I recently got a chance to ask Pat Edwards a few questions about her book, Exploring the Magic of Your Hero’s Journey.
I don’t read a lot of non-fiction, aside from the occasional memoir, but I enjoyed this book. Written in a fresh narrative style with a kind and motivational voice Pat takes the reader through the twelve steps of any hero’s journey. The book challenges the reader to reframe their goals and how they might go about achieving them, using real-world examples as well as universal stories familiar to many.
Interested in writing myself, I wanted to know more about Pat’s process and how it affected her. If you’re thinking about starting a hero’s journey or you’re in the middle of one (even if you don’t know if you are or not) read Exploring the Magic of Your Hero’s Journey and draw from the myths and stories of others to decide for yourself.
A special thanks to Ms. Edwards for her taking the time to answer my questions.

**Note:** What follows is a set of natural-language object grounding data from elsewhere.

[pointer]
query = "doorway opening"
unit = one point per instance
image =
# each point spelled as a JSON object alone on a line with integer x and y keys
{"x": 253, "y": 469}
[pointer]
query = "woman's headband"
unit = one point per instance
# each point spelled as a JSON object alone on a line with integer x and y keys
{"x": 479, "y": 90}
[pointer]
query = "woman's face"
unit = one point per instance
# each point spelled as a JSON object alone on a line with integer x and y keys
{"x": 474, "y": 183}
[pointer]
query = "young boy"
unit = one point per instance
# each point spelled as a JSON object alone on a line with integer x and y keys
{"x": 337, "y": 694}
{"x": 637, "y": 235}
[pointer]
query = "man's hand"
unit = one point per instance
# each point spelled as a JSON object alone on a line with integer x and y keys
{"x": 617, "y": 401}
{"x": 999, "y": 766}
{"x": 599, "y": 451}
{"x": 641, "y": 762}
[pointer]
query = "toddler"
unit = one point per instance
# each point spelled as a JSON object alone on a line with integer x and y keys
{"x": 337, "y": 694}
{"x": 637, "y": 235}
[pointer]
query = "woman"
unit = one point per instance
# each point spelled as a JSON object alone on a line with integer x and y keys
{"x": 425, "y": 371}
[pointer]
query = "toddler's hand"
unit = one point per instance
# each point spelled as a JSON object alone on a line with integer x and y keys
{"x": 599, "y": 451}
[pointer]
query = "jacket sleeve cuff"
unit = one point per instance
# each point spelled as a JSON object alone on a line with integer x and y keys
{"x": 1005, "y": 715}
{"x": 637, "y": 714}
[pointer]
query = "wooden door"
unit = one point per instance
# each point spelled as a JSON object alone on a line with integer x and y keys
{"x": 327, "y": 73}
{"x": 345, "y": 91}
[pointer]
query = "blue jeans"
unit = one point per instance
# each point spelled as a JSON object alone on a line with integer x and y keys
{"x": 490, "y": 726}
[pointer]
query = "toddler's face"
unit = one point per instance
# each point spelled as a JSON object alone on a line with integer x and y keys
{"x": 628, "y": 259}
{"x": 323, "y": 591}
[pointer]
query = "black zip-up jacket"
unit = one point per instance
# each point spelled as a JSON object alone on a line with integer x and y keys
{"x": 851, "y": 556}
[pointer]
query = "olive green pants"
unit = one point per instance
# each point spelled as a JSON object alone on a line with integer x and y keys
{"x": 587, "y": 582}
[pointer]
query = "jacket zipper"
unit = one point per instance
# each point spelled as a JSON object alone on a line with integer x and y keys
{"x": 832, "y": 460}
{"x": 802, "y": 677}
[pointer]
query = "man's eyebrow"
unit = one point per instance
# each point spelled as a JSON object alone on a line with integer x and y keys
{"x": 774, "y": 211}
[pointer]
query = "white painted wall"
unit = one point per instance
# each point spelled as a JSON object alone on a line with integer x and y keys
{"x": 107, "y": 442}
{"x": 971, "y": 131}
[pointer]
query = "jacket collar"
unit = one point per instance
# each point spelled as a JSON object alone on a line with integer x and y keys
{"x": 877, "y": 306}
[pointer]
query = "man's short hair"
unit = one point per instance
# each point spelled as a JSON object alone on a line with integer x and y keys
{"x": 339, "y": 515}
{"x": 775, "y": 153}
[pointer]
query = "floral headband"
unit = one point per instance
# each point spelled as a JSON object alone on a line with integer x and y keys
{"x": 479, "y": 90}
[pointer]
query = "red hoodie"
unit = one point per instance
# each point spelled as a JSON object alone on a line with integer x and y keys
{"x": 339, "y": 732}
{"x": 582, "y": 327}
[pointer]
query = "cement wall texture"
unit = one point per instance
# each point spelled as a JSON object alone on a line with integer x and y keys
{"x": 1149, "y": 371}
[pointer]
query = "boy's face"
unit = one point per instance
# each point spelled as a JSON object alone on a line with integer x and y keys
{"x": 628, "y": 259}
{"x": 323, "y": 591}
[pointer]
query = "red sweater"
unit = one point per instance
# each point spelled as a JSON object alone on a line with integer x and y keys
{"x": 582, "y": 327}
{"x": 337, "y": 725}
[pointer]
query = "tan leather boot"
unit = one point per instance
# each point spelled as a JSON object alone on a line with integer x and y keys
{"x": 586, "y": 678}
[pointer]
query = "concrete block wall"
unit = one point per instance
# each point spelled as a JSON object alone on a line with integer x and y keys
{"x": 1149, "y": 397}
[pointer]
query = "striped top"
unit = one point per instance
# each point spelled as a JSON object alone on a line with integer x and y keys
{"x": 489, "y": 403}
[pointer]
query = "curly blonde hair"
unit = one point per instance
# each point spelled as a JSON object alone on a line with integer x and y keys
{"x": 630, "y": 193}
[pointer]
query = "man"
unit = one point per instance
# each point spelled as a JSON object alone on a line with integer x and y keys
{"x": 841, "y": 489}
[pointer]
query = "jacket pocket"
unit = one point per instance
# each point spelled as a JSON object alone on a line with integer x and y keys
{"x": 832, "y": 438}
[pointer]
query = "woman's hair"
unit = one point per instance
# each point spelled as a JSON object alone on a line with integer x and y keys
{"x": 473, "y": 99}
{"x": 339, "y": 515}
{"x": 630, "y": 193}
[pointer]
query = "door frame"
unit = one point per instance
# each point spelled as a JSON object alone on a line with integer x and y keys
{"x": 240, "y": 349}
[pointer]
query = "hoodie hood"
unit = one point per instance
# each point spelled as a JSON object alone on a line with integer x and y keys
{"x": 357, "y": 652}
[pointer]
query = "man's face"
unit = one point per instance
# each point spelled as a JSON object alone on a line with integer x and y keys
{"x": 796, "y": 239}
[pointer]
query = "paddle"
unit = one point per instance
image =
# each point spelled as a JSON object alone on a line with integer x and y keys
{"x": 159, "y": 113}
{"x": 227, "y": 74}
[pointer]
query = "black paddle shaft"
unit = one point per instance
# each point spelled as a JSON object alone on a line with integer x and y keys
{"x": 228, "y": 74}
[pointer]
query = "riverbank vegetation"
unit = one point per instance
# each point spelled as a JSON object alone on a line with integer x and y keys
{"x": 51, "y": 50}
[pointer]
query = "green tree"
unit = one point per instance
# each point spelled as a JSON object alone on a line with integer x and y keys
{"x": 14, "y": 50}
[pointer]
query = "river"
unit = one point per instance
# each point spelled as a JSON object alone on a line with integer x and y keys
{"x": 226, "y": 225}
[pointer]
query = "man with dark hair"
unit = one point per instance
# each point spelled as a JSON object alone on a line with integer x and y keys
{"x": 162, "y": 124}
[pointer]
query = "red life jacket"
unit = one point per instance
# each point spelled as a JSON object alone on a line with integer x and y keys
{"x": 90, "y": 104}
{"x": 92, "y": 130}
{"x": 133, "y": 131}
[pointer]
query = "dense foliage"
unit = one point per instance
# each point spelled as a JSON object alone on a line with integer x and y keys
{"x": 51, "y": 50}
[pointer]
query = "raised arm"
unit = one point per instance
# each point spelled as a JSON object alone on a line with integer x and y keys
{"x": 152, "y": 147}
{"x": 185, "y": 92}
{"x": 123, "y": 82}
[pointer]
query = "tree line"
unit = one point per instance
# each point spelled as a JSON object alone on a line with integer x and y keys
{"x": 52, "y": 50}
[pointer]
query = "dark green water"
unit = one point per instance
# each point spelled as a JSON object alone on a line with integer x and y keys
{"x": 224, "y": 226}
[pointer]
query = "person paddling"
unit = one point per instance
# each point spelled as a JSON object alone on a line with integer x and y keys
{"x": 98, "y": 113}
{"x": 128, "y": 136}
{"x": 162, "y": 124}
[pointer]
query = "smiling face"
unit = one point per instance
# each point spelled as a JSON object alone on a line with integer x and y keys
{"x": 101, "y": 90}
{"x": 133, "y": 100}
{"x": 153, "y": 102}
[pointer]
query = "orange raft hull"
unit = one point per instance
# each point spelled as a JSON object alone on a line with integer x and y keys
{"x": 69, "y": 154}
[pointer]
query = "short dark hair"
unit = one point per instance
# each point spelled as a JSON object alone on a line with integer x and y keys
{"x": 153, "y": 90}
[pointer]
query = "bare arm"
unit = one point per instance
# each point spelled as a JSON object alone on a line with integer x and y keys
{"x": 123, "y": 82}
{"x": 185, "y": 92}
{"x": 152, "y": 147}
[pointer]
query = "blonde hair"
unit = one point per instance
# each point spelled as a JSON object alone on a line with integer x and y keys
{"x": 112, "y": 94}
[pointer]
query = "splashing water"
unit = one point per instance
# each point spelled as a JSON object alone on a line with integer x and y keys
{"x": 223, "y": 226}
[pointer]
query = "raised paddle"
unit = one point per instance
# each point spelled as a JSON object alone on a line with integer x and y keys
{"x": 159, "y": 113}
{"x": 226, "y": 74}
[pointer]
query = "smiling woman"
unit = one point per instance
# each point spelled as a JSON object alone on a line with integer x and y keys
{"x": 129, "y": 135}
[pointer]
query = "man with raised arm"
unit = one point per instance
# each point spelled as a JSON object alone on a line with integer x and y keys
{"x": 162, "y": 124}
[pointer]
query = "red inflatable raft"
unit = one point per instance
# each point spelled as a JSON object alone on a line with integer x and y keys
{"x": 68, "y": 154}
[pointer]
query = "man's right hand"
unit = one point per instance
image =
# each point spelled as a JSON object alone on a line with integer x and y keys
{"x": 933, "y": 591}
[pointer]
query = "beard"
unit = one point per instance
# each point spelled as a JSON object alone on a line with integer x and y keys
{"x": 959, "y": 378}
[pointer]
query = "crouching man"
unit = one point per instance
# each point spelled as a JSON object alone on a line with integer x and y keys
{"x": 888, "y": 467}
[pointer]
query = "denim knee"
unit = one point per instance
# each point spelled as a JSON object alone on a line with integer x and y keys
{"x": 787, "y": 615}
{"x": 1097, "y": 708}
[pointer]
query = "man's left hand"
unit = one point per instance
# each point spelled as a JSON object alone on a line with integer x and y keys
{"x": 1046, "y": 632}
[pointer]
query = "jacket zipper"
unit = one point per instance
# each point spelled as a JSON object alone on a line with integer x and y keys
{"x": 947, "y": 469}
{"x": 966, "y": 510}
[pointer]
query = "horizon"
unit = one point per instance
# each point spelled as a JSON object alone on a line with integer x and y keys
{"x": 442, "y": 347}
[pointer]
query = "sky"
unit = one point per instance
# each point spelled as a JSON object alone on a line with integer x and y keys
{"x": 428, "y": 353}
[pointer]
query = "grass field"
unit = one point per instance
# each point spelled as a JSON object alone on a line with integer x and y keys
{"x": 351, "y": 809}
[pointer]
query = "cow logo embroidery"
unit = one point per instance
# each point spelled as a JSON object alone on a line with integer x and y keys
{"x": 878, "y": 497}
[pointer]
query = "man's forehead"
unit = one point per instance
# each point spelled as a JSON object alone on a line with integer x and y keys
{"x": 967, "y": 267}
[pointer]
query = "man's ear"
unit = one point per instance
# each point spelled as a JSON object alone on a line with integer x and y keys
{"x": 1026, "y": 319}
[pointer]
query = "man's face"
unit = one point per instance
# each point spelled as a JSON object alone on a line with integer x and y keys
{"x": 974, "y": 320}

|-Where did you find the motivation to write it?
It sounds simple, but I just decided: I am writing this book this year. No matter what it takes, I’m doing it. When I made the decision with no waffling, the motivation came automatically.
-Did writing this book energize or exhaust you?
Both, but most of the time it energized me, especially when I would get on a roll writing or find an interesting myth or hero I had never heard of before to include in the book. At one point, I realized I had used mostly male hero examples in my first draft. I knew I had to change that, and it showed me how deeply entrenched our masculine/feminine hero concepts are.
-How did writing this book change how you write?
I also write poetry. Writing poetry usually comes from a thought, a line, or concept that pops into my head, i.e. inspiration. To meet my self-imposed deadline for this non-fiction book, I set a plan of writing 20 minutes a day every day, including work days. At lunch time, I would set a timer, start my white noise app (ocean waves!), and bang away as fast as I could until the timer went off. On the weekends I would get more time in, but I think the work day set time and consistency made the difference.
-What was the hardest part to write?
The hardest part to write was my personal journey with all of the vulnerability details. My editor recommended using a different journey as an example rather than the one I did. He thought my writing journey was more relatable to a wider audience. But I felt I had to use the harder and more personal shamanic journey to be completely true to me and the book’s concept.
-How hard was it to find people willing to share their journeys with you?
It was quite easy. Most people don’t realize they are on a Hero’s Journey at different points in their life. I just had to page back through my memory and think of someone whose story would be a good example. When I asked each for an interview, I described how what I already knew of their experience modeled the Hero’s Journey. They never saw what they did as the Hero’s Journey, until I aligned it for them.